The Hand Arm System is an upper body humanoid robot with two arms and hands. All of its 48 joints are actuated with nonlinear, adjustable stiffness mechanisms. It is equipped with more than 300 sensors and 100 motors that are controlled at a frequency of 3kHz. We experimented with different concepts of implementing variable intrinsic compliance .
The platform is used to investigate and experiment modeling and control but also on new planning and grasping strategies (Figure 4).
A typical application demonstrating the potential of compliant actuators is illustrated in Figure 1 (bottom). The arm is driven in mechanical resonance to achieve link velocities above the motor velocity and allow impact torques which are above the maximum motor and gearbox torques. The impact force peak is absorbed and smoothened by the spring. Despite the large actuator compliance, positioning precision is achieved by iterative learning control.

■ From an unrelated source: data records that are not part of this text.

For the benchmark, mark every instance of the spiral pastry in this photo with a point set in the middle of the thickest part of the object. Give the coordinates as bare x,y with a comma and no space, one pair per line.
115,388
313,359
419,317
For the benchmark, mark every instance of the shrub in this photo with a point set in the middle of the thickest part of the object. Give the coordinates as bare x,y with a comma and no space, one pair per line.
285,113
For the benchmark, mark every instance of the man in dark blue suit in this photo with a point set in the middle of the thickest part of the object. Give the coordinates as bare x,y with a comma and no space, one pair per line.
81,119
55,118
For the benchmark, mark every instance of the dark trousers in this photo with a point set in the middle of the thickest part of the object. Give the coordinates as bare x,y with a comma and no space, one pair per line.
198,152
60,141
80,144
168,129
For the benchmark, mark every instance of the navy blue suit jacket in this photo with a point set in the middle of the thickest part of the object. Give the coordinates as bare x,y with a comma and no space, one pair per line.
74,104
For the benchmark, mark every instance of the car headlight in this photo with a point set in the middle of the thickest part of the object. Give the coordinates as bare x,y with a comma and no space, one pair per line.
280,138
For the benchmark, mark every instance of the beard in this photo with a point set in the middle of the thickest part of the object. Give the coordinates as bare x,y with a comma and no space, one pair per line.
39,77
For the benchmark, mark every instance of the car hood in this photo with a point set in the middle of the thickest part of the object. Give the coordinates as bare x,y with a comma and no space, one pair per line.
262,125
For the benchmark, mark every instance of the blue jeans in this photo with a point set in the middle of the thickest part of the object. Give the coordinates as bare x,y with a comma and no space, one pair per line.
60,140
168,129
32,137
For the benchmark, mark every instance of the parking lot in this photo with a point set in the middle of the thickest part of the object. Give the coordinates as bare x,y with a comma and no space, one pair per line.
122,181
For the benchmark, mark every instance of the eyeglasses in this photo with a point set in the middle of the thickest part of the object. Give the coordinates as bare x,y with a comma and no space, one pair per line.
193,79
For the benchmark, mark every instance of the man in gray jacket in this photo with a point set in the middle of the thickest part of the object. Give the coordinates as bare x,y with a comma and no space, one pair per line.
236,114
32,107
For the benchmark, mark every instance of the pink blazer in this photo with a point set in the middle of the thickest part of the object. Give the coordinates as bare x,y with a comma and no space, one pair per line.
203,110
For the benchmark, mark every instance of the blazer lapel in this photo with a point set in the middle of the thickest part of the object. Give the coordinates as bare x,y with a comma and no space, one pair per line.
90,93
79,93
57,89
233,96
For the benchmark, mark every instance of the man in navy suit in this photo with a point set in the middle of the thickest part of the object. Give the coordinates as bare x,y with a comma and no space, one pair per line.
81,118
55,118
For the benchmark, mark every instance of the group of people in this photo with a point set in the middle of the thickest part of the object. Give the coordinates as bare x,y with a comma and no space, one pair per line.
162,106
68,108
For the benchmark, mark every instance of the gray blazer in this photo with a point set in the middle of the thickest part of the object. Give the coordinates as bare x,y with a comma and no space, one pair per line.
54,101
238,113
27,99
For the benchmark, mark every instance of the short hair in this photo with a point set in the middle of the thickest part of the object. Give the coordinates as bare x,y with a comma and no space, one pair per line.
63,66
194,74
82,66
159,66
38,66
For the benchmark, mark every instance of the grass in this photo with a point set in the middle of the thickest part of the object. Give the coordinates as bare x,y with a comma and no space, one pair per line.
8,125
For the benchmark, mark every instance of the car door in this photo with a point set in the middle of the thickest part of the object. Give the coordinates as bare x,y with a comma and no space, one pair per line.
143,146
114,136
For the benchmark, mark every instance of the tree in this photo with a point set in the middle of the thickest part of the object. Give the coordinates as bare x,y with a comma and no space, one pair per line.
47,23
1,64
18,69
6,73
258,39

A disadvantage of the very compliant actuation is the low damping of the system when performing fast positioning motions based only on motor position information. However, measuring the joint torque and its derivative based on the spring deflection  allows applying nonlinear control techniques to effectively damp out these oscillations (Figure 5).
Conclusions and Outlook
Our overall goal is to develop safe and robust humanoid robots that are capable of performing a multitude of complex tasks and hereby contributing to human welfare. While a decade ago, humanoids seemed far too complex for realistic scenarios, the current results encourage us to imagine first applications within the next decade. Possible fields of use include service robotics, industrial coworkers, search and rescue, space applications and medical robotics, to name but a few. Teleoperated scenarios are feasible in short term, developing in long term towards shared or even full autonomy. Still, advancements have to be made in almost all areas, starting from mechatronic robustness, reliability and energy efficiency, over multimodal perception and control up to autonomous planning and AI-based reasoning. Development of interaction interfaces and communication modalities to humans will play an increasingly important role in the future.